In order to estimate the Homography needed to warp one image to another, I implemented the RANSAC algorithm. Without Loss of Generality, let's assume our two images are called Image 1 and Image 2, and we trying to warp Image 1 to the alignment of Image 2. In this algorithm, for each iteration of a pre-specified number of iterations (10000 iterations in this case), we randomly sample 4 correspondences out of those identified from the earlier section. We then compute a exact homography H between these 4 correspondences, and then, we apply this Homography to all the corners from Image 1 in the correspondences determined earlier. If applying H to a point from Image 1 gives us a point that matches closely with the corresponding point from Image 2, the point obtained is considered to be an inlier - this was determined by computing the Euclidean Distance between the coordinates of warped point from Image 1 and the expected point in Image 2, and considering it to be an inlier if the Euclidean Distance was less than 1, i.e., if the warped point was less than 1 pixel away from the expected point in Image 2. I counted the number of inliers for every iteration, and kept track of the largest set of inliers, and the correspondences that gave us those inliers. I then computed the Homography to warp Image 1 to the alignment of Image 2 using the correspondences that gave us the largest set of inliers, and determined this to be the Homography needed to warp Image 1 to the alignment of Image 2.

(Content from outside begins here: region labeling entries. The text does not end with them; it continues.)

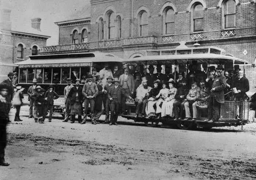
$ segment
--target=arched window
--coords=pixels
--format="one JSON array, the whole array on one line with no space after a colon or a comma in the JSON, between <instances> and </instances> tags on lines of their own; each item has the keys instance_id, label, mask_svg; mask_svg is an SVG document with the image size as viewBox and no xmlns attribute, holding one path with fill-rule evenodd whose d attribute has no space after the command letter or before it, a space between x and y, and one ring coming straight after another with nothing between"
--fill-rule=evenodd
<instances>
[{"instance_id":1,"label":"arched window","mask_svg":"<svg viewBox=\"0 0 256 180\"><path fill-rule=\"evenodd\" d=\"M224 7L225 28L236 27L236 2L229 0L226 2Z\"/></svg>"},{"instance_id":2,"label":"arched window","mask_svg":"<svg viewBox=\"0 0 256 180\"><path fill-rule=\"evenodd\" d=\"M78 31L75 30L73 32L73 43L78 44L79 37L78 36Z\"/></svg>"},{"instance_id":3,"label":"arched window","mask_svg":"<svg viewBox=\"0 0 256 180\"><path fill-rule=\"evenodd\" d=\"M32 47L32 55L38 55L38 51L37 51L37 46L34 46Z\"/></svg>"},{"instance_id":4,"label":"arched window","mask_svg":"<svg viewBox=\"0 0 256 180\"><path fill-rule=\"evenodd\" d=\"M121 38L121 17L118 16L117 18L117 38L120 39Z\"/></svg>"},{"instance_id":5,"label":"arched window","mask_svg":"<svg viewBox=\"0 0 256 180\"><path fill-rule=\"evenodd\" d=\"M17 48L17 58L23 58L23 45L21 44L18 45Z\"/></svg>"},{"instance_id":6,"label":"arched window","mask_svg":"<svg viewBox=\"0 0 256 180\"><path fill-rule=\"evenodd\" d=\"M113 12L108 14L108 38L113 39L116 37L115 34L114 14Z\"/></svg>"},{"instance_id":7,"label":"arched window","mask_svg":"<svg viewBox=\"0 0 256 180\"><path fill-rule=\"evenodd\" d=\"M200 31L204 30L204 7L201 4L196 5L193 13L194 31Z\"/></svg>"},{"instance_id":8,"label":"arched window","mask_svg":"<svg viewBox=\"0 0 256 180\"><path fill-rule=\"evenodd\" d=\"M99 39L101 41L104 39L104 24L103 19L101 18L99 20Z\"/></svg>"},{"instance_id":9,"label":"arched window","mask_svg":"<svg viewBox=\"0 0 256 180\"><path fill-rule=\"evenodd\" d=\"M139 35L140 36L147 36L148 25L147 13L146 11L144 11L142 12L140 14Z\"/></svg>"},{"instance_id":10,"label":"arched window","mask_svg":"<svg viewBox=\"0 0 256 180\"><path fill-rule=\"evenodd\" d=\"M82 31L83 42L88 42L88 33L86 29L84 29Z\"/></svg>"},{"instance_id":11,"label":"arched window","mask_svg":"<svg viewBox=\"0 0 256 180\"><path fill-rule=\"evenodd\" d=\"M172 8L167 9L165 15L165 34L174 34L174 10Z\"/></svg>"}]
</instances>

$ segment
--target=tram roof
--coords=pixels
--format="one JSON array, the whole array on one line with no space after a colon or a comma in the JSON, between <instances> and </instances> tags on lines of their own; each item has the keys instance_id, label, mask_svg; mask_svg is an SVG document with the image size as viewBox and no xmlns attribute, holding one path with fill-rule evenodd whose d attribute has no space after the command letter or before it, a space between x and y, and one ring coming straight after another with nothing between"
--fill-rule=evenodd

Only a subset of the matched corners has been chosen by RANSAC
Without Loss of Generality, let's assume our two images are called Image 1 and Image 2, we trying to warp Image 1 to the alignment of Image 2. Using the Homography computed from RANSAC, I warped Image 1, using inverse warping as in Part A. I then blended the warped Image 1 with Image 2 as in Part A, to get a Mosaic.
The first mosaic is as follows:
The automatically stitched mosaic is more visually appealing, as the manually picked correspondences may have been slightly misaligned, whereas this would not be the case with the automatically defined correspondences.
The second mosaic is as follows:
The automatically stitched mosaic is more visually appealing, as the manually picked correspondences may have been slightly misaligned, whereas this would not be the case with the automatically defined correspondences.
The third mosaic is as follows:
The automatically stitched mosaic is more visually appealing, as the manually picked correspondences may have been slightly misaligned, whereas this would not be the case with the automatically defined correspondences.